Electron Neutrino Classification in Liquid Argon Time Projection Chamber Detector

TL;DR

This paper introduces a novel image-based classification method for electron neutrinos in Liquid Argon TPC detectors, enhancing particle identification by analyzing signal distributions from observed events.

Contribution

It presents a new feature descriptor and classification approach specifically designed for electron neutrino identification in LAr-TPC images, assuming known interaction vertices.

Findings

Method's performance varies with noise in vertex position.

Classification accuracy depends on deposited energy levels.

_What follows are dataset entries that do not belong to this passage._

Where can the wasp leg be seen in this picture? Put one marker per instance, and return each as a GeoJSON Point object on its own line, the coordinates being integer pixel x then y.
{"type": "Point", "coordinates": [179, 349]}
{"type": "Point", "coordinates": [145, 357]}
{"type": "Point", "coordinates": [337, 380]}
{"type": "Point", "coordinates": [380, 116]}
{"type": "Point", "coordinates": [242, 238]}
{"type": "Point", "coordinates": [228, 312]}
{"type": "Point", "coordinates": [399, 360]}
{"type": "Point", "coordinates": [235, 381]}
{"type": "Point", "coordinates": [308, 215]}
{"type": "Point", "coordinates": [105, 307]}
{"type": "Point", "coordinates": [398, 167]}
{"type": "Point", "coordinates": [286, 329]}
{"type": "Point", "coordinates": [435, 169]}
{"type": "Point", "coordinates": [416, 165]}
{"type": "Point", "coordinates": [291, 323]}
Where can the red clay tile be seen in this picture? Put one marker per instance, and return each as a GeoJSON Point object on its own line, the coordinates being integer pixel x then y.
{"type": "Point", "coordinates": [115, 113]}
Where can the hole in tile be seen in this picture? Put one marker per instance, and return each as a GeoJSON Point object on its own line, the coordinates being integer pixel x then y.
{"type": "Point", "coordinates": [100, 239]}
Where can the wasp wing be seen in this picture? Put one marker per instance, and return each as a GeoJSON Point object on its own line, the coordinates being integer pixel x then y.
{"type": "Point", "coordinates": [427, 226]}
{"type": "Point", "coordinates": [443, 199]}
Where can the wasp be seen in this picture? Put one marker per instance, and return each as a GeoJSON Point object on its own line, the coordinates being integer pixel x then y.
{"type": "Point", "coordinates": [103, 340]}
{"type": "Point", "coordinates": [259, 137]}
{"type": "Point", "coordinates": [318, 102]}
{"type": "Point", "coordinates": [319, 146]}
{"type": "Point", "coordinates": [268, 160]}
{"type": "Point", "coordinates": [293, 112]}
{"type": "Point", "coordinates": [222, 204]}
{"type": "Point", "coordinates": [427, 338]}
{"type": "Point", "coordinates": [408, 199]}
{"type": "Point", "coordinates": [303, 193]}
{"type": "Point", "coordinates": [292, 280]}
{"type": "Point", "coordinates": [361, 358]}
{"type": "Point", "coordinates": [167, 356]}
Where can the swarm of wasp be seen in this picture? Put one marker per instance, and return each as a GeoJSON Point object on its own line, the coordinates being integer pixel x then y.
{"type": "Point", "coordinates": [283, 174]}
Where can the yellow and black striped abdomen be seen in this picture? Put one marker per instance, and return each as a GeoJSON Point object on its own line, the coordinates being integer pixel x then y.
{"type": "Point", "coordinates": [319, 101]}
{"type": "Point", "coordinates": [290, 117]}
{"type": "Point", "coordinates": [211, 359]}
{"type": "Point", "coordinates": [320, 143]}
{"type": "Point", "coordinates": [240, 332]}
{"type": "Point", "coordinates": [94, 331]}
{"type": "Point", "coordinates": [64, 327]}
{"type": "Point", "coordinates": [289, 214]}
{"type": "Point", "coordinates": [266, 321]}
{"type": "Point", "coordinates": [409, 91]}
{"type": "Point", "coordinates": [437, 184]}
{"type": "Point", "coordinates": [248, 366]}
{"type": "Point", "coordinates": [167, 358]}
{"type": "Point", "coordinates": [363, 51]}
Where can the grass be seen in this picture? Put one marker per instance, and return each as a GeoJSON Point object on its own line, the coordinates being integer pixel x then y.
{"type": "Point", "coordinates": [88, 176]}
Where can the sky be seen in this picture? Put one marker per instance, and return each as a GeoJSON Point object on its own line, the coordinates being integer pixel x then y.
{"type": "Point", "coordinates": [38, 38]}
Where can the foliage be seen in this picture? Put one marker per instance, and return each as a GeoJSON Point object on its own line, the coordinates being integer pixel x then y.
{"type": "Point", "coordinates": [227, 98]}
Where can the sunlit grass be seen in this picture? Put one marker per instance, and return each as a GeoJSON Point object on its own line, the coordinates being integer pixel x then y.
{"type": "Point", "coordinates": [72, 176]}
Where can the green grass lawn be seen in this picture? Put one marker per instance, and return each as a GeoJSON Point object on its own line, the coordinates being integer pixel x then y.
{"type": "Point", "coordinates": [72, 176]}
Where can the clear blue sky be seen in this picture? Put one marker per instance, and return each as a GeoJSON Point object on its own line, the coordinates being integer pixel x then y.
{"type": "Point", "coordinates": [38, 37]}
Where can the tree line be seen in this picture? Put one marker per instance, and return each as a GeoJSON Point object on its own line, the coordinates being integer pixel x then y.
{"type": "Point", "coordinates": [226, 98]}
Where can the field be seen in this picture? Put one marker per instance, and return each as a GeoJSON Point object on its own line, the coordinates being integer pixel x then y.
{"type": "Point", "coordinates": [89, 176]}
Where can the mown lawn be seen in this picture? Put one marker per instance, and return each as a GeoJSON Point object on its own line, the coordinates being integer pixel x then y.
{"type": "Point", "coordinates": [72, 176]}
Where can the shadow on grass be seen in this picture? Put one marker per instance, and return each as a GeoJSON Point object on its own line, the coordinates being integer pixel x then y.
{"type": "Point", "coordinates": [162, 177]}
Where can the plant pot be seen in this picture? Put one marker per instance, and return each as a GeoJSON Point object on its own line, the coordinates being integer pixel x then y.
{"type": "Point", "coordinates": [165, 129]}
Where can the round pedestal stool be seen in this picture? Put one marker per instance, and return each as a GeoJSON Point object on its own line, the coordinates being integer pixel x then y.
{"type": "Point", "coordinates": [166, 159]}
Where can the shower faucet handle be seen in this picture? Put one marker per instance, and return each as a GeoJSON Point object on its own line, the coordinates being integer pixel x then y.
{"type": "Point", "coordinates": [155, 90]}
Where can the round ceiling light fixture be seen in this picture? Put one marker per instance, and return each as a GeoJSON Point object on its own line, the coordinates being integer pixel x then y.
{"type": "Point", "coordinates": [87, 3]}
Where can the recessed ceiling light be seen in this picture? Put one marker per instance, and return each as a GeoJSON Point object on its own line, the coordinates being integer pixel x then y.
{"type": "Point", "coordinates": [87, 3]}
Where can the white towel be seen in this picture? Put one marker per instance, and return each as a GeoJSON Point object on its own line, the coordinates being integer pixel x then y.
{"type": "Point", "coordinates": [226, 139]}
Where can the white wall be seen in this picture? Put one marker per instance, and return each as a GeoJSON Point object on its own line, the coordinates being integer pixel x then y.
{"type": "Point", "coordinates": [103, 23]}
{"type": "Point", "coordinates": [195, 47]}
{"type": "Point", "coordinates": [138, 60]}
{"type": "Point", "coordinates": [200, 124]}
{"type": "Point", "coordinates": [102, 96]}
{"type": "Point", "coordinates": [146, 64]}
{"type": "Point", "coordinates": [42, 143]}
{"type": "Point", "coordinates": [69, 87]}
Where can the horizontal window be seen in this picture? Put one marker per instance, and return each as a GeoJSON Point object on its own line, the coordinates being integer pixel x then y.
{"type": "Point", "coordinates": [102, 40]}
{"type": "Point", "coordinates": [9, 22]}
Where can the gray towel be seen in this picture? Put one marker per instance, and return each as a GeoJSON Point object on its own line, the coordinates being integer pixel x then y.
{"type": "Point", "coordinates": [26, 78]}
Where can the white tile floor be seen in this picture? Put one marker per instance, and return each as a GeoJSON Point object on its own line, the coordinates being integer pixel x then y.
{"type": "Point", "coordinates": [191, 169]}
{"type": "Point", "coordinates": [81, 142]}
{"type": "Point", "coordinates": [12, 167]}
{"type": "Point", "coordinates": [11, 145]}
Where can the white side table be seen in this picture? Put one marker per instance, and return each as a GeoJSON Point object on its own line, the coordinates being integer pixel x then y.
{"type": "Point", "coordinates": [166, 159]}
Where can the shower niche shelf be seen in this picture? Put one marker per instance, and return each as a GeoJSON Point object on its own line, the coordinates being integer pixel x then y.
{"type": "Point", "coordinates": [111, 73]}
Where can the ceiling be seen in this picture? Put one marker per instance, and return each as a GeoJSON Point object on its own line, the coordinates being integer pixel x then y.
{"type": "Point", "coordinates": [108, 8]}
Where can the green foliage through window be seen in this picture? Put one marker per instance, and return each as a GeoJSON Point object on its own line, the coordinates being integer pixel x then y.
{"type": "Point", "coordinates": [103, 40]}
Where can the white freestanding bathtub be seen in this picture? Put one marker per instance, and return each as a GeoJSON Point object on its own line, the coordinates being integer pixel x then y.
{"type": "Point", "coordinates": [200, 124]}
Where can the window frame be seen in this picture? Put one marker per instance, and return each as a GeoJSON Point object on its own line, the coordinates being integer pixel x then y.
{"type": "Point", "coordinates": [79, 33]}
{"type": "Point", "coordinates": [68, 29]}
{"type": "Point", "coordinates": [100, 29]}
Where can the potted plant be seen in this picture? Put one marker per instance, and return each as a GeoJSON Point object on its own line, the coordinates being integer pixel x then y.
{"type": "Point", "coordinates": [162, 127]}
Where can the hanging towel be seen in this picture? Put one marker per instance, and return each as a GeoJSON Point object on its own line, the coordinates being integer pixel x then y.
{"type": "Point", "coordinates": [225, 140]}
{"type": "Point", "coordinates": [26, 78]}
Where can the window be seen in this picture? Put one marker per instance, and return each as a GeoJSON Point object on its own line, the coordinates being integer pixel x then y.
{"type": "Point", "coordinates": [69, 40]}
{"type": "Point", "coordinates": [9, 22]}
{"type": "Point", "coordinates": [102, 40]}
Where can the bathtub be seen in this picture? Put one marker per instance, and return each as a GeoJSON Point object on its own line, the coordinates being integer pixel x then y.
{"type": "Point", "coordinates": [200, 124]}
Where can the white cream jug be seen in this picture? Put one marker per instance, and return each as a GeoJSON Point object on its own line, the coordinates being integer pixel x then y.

Approach improves neutrino identification in LAr-TPC data.

Abstract

Neutrinos are one of the least known elementary particles. The detection of neutrinos is an extremely difficult task since they are affected only by weak sub-atomic force or gravity. Therefore large detectors are constructed to reveal neutrino's properties. Among them the Liquid Argon Time Projection Chamber (LAr-TPC) detectors provide excellent imaging and particle identification ability for studying neutrinos. The computerized methods for automatic reconstruction and identification of particles are needed to fully exploit the potential of the LAr-TPC technique. Herein, the novel method for electron neutrino classification is presented. The method constructs a feature descriptor from images of observed event. It characterizes the signal distribution propagated from vertex of interest, where the particle interacts with the detector medium. The classifier is learned with a constructed feature descriptor to decide whether the images represent the electron neutrino or cascade produced by photons. The proposed approach assumes that the position of primary interaction vertex is known. The method's performance in dependency to the noise in a primary vertex position and deposited energy of particles is studied.